Continuing the Discussion: Bo Xilai’s Trial: The Rule of Law in China
Guest Contributor at SAIS Nanjing
On Sunday, September 22, Bo Xilai, the former party secretary of Chongqing municipality and a widely regarded shoe-in for one of the few coveted seats on the nation’s Politburo Standing Committee, was sentenced to life in prison for bribery, embezzlement and abuse of power.
Many were surprised by the relative openness of the trial. Court transcripts and video, although edited and incomplete, were released within hours of court proceedings in the official media and on the Jinan Intermediate People’s Court’s official Weibo account. Bo’s ability to cross-examine witnesses and speak at length in his own defense was also seen by many as a signal that the Chinese government may be moving toward a rule of law system.
“The Bo trial was more open than any other corruption trial of high-ranking officials in China,” legal scholar Tong Zhiwei, told The New York Times.
Chinese state media similarly lauded the trial for its openness. A commentary in The Global Times said the trial “was a vivid demonstration of how the rule of law should be implemented.”
The trial is reminiscent, at least in political significance and intrigue, to the trial of the “Gang of Four,” in 1981. The defendants, among them Chairman Mao’s widow, Jiang Qing, were charged with an array of anti-revolutionary crimes. While widely regarded as a show trial, China watchers were surprised by the relative openness of that trial as well.
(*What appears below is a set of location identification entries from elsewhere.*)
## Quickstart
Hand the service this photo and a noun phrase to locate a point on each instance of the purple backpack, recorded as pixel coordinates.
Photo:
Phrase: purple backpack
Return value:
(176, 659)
The Time correspondent covering the trial, Jaime FlorCruz, said in a recent article that despite China’s tight control of the media, “the Chinese newspapers, radio and TV were saturated with ‘gavel to gavel’ reports.” FlorCruz, now the Beijing bureau chief for CNN is the rare foreign correspondent that has covered both trials.
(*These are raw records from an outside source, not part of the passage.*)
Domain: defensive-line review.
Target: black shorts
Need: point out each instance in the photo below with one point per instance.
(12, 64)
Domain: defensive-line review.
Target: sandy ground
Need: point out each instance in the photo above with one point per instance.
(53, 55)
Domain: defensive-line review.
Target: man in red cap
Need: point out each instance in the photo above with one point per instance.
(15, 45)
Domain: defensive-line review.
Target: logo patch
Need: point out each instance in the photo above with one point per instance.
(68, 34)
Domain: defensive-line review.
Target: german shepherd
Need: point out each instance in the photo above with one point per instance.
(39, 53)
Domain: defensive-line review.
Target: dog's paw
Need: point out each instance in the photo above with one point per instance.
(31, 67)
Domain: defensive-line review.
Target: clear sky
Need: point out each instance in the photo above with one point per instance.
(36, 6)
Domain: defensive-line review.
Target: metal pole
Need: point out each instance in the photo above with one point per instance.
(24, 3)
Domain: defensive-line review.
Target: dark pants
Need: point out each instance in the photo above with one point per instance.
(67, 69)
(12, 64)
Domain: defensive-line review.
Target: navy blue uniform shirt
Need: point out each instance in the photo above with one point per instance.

But does increased transparency imply rule of law? In the case of the “Gang of Four” trial, few debate the political motivations behind the trial and most see the extensive coverage
of the trial by state media as an attempt to deprive the defendants of political influence. At a time when the government was facing a potential legitimacy crisis after the tumultuous Cultural Revolution, the trial communicated to the people that the government had punished those perceived as responsible.
In both of these trials, equating openness with rule of law is misleading; it fails to acknowledge that the relative transparency came not from an inherent respect for the law but from a desire to maintain legitimacy.
Rule of law is the guarantee of transparency and a fair trial for all according to the law. One high profile, politically charged trial does not a trend make. The better way to describe the situation is that China is moving toward a system where its legitimacy is more linked to appearing to be following the laws. Perhaps this can be the precursor to genuine respect for the law.